Acht arabische und islamische Länder verurteilen Israels Entscheidung, Gebiete im Westjordanland als „Staatseigentum“ einzustufen, aufs Schärfste
Doha, den 17. Februar /QNA/ Die Außenminister des Staates Katar, des Haschemitischen Königreichs Jordanien, der Vereinigten Arabischen Emirate, der Republik Indonesien, der Islamischen Republik Pakistan, der Republik Türkei, des Königreichs Saudi-Arabien und der Arabischen Republik Ägypten verurteilen nachdrücklich die Entscheidung Israels, Gebiete im Westjordanland als sogenanntes „Staatseigentum“ einzustufen und erstmals seit 1967 groß angelegte Verfahren zur Landregistrierung und Besiedlung im besetzten Westjordanland zu genehmigen.

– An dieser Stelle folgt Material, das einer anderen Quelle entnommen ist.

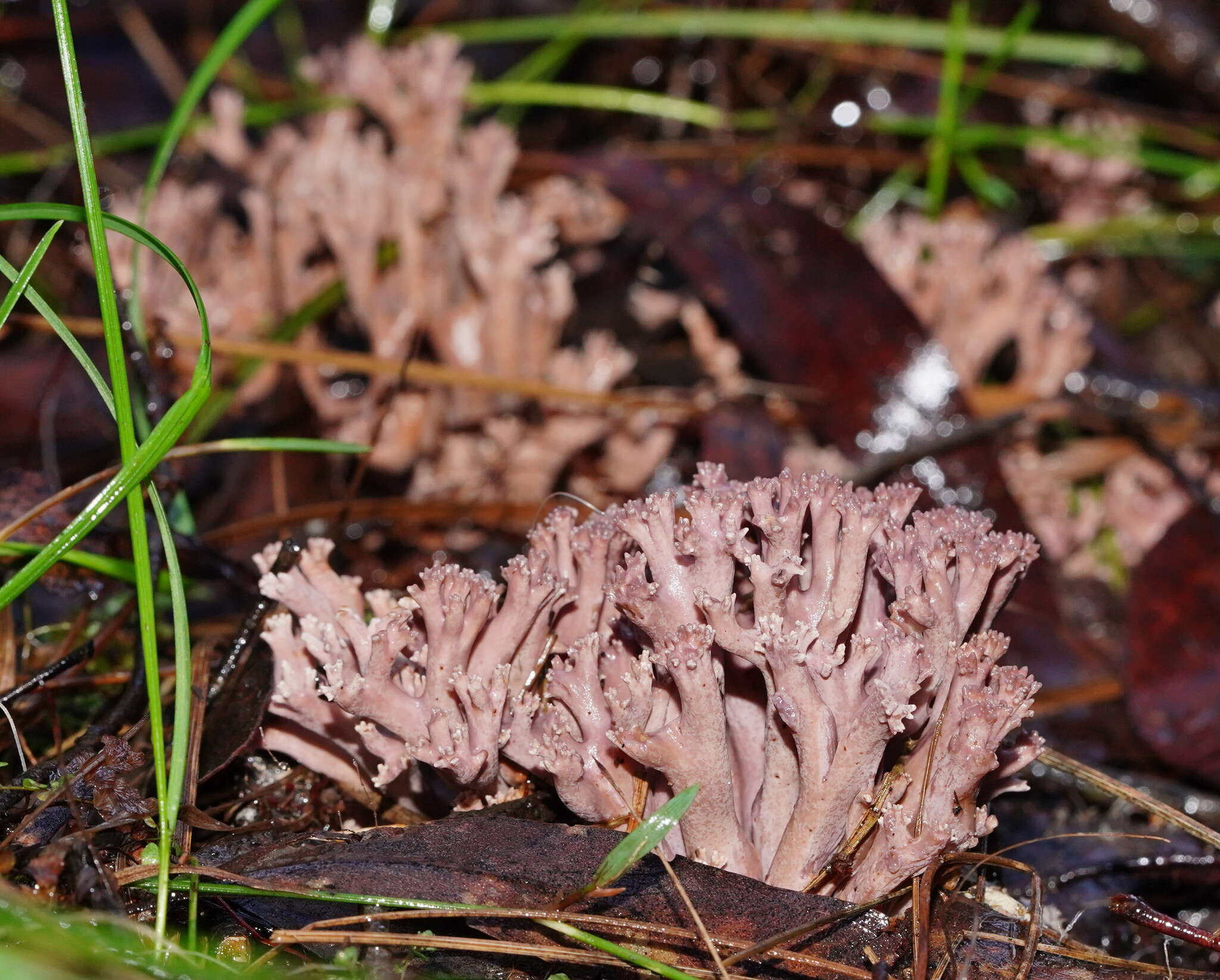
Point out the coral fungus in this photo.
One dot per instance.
(412, 211)
(795, 646)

Dieser illegale Schritt stellt eine gefährliche Eskalation dar, die darauf abzielt, die unrechtmäßigen Siedlungsaktivitäten und Landbeschlagnahmungen zu beschleunigen, die israelische Kontrolle zu festigen und die illegale israelische Souveränität über das besetzte palästinensische Gebiet durchzusetzen, wodurch die legitimen Rechte des palästinensischen Volkes untergraben werden.
Die Minister bekräftigen, dass diese Maßnahmen einen eklatanten Verstoß gegen das Völkerrecht und das humanitäre Völkerrecht, insbesondere die Vierte Genfer Konvention, sowie einen Verstoß gegen die einschlägigen Resolutionen des Sicherheitsrats, allen voran die Resolution 2334, darstellen.
Diese Entscheidung steht auch im Widerspruch zum Gutachten des Internationalen Gerichtshofs zu den rechtlichen Folgen der Politik und Praxis Israels in den besetzten palästinensischen Gebieten, in dem die Rechtswidrigkeit von Maßnahmen zur Veränderung des rechtlichen, historischen und demografischen Status der besetzten palästinensischen Gebiete, die Notwendigkeit der Beendigung der Besatzung und das Verbot der gewaltsamen Aneignung von Land betont wurden.
Dieser Schritt spiegelt den Versuch wider, eine neue rechtliche und administrative Realität durchzusetzen, die darauf abzielt, die Kontrolle über das besetzte Gebiet zu festigen, die Zwei-Staaten-Lösung zu untergraben, die Aussichten auf die Gründung eines unabhängigen und lebensfähigen palästinensischen Staates zu schmälern und die Chancen auf einen gerechten und umfassenden Frieden in der Region zu gefährden.
Die Minister bekräftigen ihre kategorische Ablehnung aller einseitigen Maßnahmen, die darauf abzielen, den rechtlichen, demografischen und historischen Status der besetzten palästinensischen Gebiete zu verändern, und betonen, dass diese Politik eine ernsthafte Eskalation darstellt, die die Spannungen und Instabilität in den besetzten palästinensischen Gebieten und in der gesamten Region weiter verschärfen wird.
Sie fordern außerdem die internationale Gemeinschaft auf, ihrer Verantwortung nachzukommen und klare und entschlossene Maßnahmen zu ergreifen, um diese Verstöße zu beenden, die Einhaltung des Völkerrechts sicherzustellen und die unveräußerlichen Rechte des palästinensischen Volkes zu schützen, darunter vor allem das Recht auf Selbstbestimmung, die Beendigung der Besatzung und die Gründung eines unabhängigen und souveränen Staates innerhalb der Grenzen vom 4. Juni 1967 mit Ostjerusalem als Hauptstadt.